Recentemente os benfiquistas regozijaram-se com o recorde mundial de votação de clubes: 85.422 votantes, num universo de 400.000. Meus caros, vêm atrasados 13 anos! No Montepio, que não suscita a paixão do futebol, nas eleições de 2012, Tomás Correia e Victor Melícias tiraram da cartola 84.675 votantes, num universo de 370.000! Digno do Guinness. (Então, Tomás queria manter a gestão comum do Banco e da Mutualista, e precisava exibir ao BP a “força” da sua representatividade).

Os benfiquistas regozijaram-se com o recorde mundial de votação de clubes: 85.422 votantes, num universo de 400.000. Meus caros, vêm atrasados 13 anos! No Montepio, nas eleições de 2012, Tomás Correia e Victor Melícias tiraram da cartola 84.675 votantes, num universo de 370.000!

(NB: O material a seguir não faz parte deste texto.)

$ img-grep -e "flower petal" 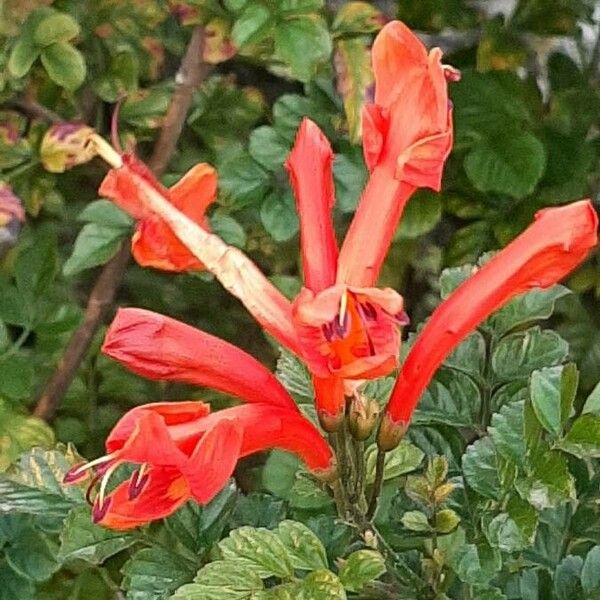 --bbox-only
[102,308,298,411]
[285,118,338,292]
[387,200,598,427]
[183,418,244,504]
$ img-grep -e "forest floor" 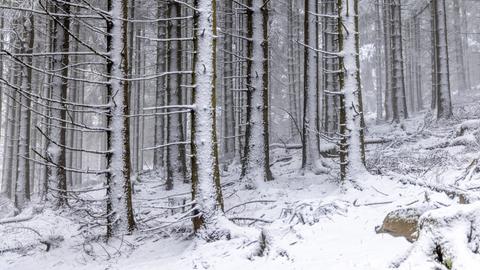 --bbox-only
[0,92,480,270]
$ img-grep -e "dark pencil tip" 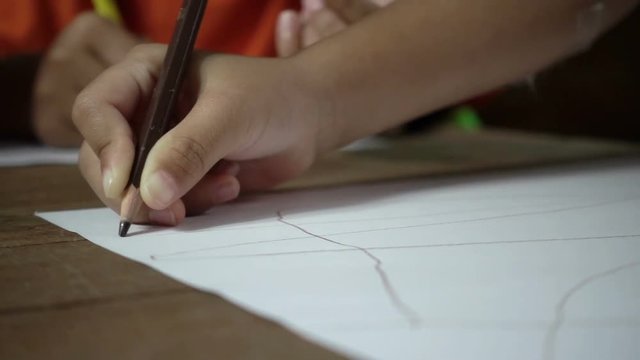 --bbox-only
[118,221,131,237]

Em 2018, já com a idoneidade de Tomás Correia ameaçada pela ASF, a sua administração a desmoronar-se e a concorrer separada às eleições (Ribeiro Mendes teve 8563 votos), e a oposição a crescer expressivamente (15.146 votos), Tomás continuou a vencer, esmagadoramente, com 42,4%, desafiando toda a racionalidade. O carácter massivo da trapaça, obviamente, deixa rasto. Quem atentar nas actas eleitorais estranhará o registo dos milhares de votos recebidos, mas que não são admitidos (7617, em 2012 ; 3561, em 2018), que espelham as irregularidades e as falsificações mais grosseiras, e são ponta visível do iceberg da trafulhice aceite.

Esperava-se, em 2021, que o novo figurino eleitoral introduzido pelo Código das Associações Mutualistas (CAM) restituísse credibilidade às eleições. Desilusão! O site My Montepio, através do qual se vota electronicamente, não identifica com segurança o associado e é um bar aberto para a fraude, sem a trabalheira da falsificação de assinaturas e envio de envelopes, como no voto por correspondência. Apesar de estas eleições terem sido disputadas por quatro candidaturas, com três originadas no campo institucional, a tradição cumpriu-se e o enfadonho Virgílio Lima arrasou com 48% da votação. A necessária para o controlo de todos os órgãos sociais.

Eleito apenas por 11.557 “votantes”, a fraca representatividade atormenta-o. Assim, no início deste ano, trouxe de volta o voto por correspondência à moda antiga, banido nas assembleias de 2020. Doravante, conta com o exército de subordinados para arrebanhar votos a seu favor, regressando ao passado de má memória.

3. O Montepio está refém do corrupto processo eleitoral da Mutualista que perpétua o poder absoluto dos incumbentes. O CAM de 2018 foi um arranjo, bem-sucedido, de Tomás Correia e Vieira da Silva, para encerrar a Mutualista num mausoléu e continuar a mantê-la sequestrada.


A actual ministra já admitiu que está a estudar uma revisão do CAM, aparentemente para a ASF assumir a sua supervisão. Não ouvi ninguém, até agora, pronunciar-se sobre o (não) funcionamento da Mutualista, sobre a (falta de) autonomia dos diferentes órgãos sociais, nem sobre o (viciado) processo eleitoral. E estas preocupações devem estar no centro do debate para devolver ao mutualismo do Montepio a esperança no futuro.

Senhora ministra, acabe com o sequestro! Liberte o Montepio!